Abbildung 1: Finanzierungssalden in Deutschland und im Euro-Raum

Q: Eurostat.

 

In den anderen Euro-Ländern entwickelte sich der Staatshaushalt zwischen der Einführung des Euro und dem Beginn der Finanzmarktkrise ähnlich wie in Deutschland, allerdings aufgrund einer sehr unterschiedlichen Saldendynamik. Aus Gründen der Übersichtlichkeit werden in Abbildung 1 die Euro-Länder ohne Deutschland zu einer Gruppe aggregiert. Besonders stark wich das Investitions- bzw. Sparverhalten in den südeuropäischen Euro-Ländern von jenem in Deutschland ab.

Nicht zuletzt als Folge höherer Lohnzuwächse expandierte der private Konsum in den anderen Euro-Ländern stärker als in Deutschland, der Überschuss der privaten Haushalte war dementsprechend in den anderen Euro-Ländern niedriger als in Deutschland und ging ab 2002 relativ zum BIP zurück (Abbildung 1).

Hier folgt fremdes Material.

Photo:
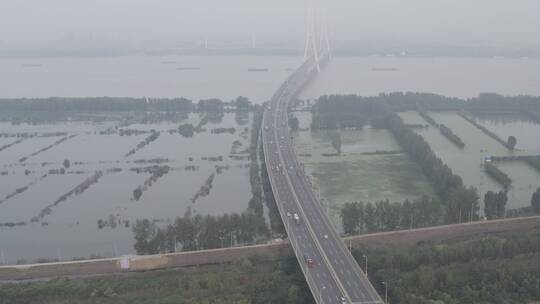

Die Unternehmen investierten anhaltend mehr als ihre einbehaltenen Gewinne, ihr Defizit weitete sich ab 2004 stark aus. Obwohl sich der Überschuss des Auslandes erhöhte (die Leistungsbilanz dieser Ländergruppe wurde zunehmend defizitär), konnten daher die öffentlichen Haushalte ihr Defizit zwischen 2004 und 2007 auf 1,0% des BIP reduzieren.

Die Finanzmarktkrise verursachte eine markante Entwertung des Aktien- und Immobilienvermögens der privaten Haushalte und Unternehmen; sie reagierten darauf mit einer Verringerung der Konsum- und Investitionsnachfrage. Diese fiel in jenen Ländern, in denen die Binnennachfrage bis zur Krise kräftig expandiert hatte, besonders stark aus. Im Euro-Raum ohne Deutschland ging das Defizit der Unternehmen 2009 sprunghaft zurück, der Überschuss der privaten Haushalte stieg, der Staat verzeichnete so eine drastische Budgetverschlechterung (Abbildung 1).

 

Abbildung 2: Prämien von "Credit Default Swaps" und Zinssätze für Staatsanleihen

Q: Thomson Reuters.

 

In Deutschland sank die Binnennachfrage, die schon vor 2009 stagniert hatte, schwächer als in den anderen Euro-Ländern, gleichzeitig erzielte Deutschland weiterhin einen hohen Leistungsbilanzüberschuss (die für die deutschen Exporte besonders wichtigen Absatzmärkte China, Indien oder Brasilien waren von der Finanzmarktkrise weniger beeinträchtigt als die Industrieländer).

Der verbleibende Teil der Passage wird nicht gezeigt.